Hekimoğlu İsmail
AİLE-SAĞLIK
Temkinli olmak aklın alametidir...
Allah, bu dünyayı en güzel bir şekilde yaratmış ve yarattığı canlıların içine yaşama isteği koymuştur.
İşte bu sebepten, her canlı hayatını korumak için çırpınır, kendine göre tedbir alır; fasulye çubuklara sarılarak yükselir ve yaşar, kedi çevik hareketleri ve tırnaklarıyla kendini emniyete alır, bukalemun bulunduğu ortamın rengine bürünür. Kelime olarak dikkat, ihtiyat, önlem, sakınma, tedbir manalarına gelen temkin, Müslümanlara bakan yönüyle “acele etmeme, bir işin başını-sonunu düşünerek hareket etme, ihtiyatlı olma” halidir.
Mesela hayatı korumak farzdır. İşte temkin aynı zamanda bir farzı eda etmek gibidir. Kendimden misal vereyim, ben tedavi olurken sadece iyileşeyim diye tedavi olmuyorum, aynı zamanda Allah'ın emri olduğu için tedavi oluyorum. Diğer yandan çalışmalarıma devam edebilmek için tedbir alıyorum.

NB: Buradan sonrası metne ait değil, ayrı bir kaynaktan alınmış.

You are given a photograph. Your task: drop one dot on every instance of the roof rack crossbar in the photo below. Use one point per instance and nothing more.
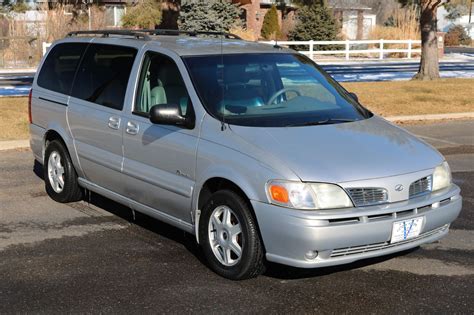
(106, 33)
(144, 34)
(190, 33)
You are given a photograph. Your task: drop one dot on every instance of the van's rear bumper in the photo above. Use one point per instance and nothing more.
(342, 236)
(36, 141)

İnsan hayatında temkinli olmak, tedbir almak çok önemlidir; plânlı, programlı hareket etmek sağlıklı adımlar atmamıza, kötü neticelerden korunmamıza vesile olur. Çünkü insanın haricî ve dâhilî pek çok düşmanı vardır. Temkinden gaye, felâketlerin sayısını azaltmaktır, kendimizi kazalardan, hastalıklardan, haramlardan korumaktır. Yoksa çocuk çamaşır suyunu içmiş, kapkaççı çantayı çalmış, köpek çocuğu ısırmış, kedinin tüyleri çocuğun midesinde yumak olmuş, saçaktaki buz başına düşmüş, sobadan çıkan gazla zehirlenmiş, arabayla kaza yapmış... vesaire temkinli olmamanın sonuçlarıdır ekseri. Onun için insan kendisini temkinli olmaya, her hadisede iyice düşünüp sonra karar vermeye alıştırmalı. Felâketlerin sayısı ancak böyle azaltılabilir.

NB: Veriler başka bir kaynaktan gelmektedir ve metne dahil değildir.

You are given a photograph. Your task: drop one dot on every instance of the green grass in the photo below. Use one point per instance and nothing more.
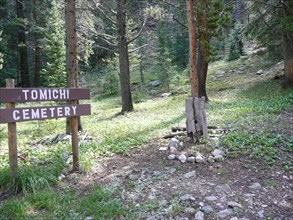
(246, 103)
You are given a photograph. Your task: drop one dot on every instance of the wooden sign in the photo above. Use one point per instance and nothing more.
(11, 115)
(42, 94)
(39, 113)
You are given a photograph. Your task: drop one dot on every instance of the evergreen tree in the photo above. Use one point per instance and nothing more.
(54, 74)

Peygamber Efendimiz (sas) de bu konuya önem vermiş, sefere çıkmadan önce keşif kolları çıkararak yolu kontrol ettirmiştir. Aynı şekilde Uhud Savaşı öncesi önemli bir konumu olan Ayneyn geçidine elli okçu yerleştirip, onlara savaşın sonucu ne olursa olsun, yerlerini terk etmemelerini buyurması, Peygamberimiz (sav)'in temkine ve tedbirli olmaya verdiği önemi gösterir.

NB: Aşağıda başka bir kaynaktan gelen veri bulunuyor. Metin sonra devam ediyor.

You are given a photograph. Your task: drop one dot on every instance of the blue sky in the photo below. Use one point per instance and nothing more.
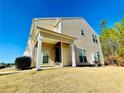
(16, 17)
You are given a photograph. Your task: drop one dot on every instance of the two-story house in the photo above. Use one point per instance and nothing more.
(64, 42)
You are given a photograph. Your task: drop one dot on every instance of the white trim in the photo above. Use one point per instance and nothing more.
(73, 55)
(39, 54)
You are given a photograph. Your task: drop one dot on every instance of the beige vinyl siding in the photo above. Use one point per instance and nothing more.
(73, 28)
(66, 54)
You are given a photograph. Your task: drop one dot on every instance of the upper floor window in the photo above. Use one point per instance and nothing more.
(94, 37)
(82, 32)
(82, 55)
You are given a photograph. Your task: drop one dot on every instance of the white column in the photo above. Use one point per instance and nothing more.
(73, 55)
(39, 56)
(32, 54)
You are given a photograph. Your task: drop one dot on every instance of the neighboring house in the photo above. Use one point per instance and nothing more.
(64, 42)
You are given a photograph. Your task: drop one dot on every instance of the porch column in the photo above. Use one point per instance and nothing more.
(73, 55)
(32, 54)
(39, 55)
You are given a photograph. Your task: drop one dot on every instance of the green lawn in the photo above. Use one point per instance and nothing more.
(64, 80)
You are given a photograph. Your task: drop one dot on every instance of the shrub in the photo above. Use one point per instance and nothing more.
(23, 63)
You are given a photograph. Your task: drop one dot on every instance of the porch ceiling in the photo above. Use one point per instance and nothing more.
(49, 36)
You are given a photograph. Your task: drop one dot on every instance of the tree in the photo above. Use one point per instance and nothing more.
(112, 42)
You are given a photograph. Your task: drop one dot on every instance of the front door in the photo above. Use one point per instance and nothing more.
(45, 55)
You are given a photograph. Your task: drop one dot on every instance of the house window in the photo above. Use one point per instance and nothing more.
(97, 57)
(94, 38)
(82, 32)
(82, 55)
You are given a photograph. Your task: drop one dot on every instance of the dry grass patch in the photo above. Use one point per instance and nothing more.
(65, 80)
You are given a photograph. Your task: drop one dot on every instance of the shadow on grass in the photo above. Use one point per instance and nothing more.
(8, 73)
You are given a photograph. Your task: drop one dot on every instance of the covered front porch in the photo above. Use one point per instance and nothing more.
(52, 49)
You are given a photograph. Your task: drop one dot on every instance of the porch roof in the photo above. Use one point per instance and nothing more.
(46, 33)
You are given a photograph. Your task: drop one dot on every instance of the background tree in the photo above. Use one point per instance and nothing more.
(112, 42)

Felaketleri Allah göndermiyor; tarlasının arklarını yapmayan çiftçi, rahmete felaket diyebiliyor. Mesela haberlerde diyor ki: “Türkiye, madenlerde yaşanan ölümlerde dünya sıralamasının en üstlerinde yer alıyor.” Demek buradaki işletmelerde gerekli tedbir alınmıyor. İnsan hangi konuda temkini elden bırakmışsa sonu kötü olmuştur.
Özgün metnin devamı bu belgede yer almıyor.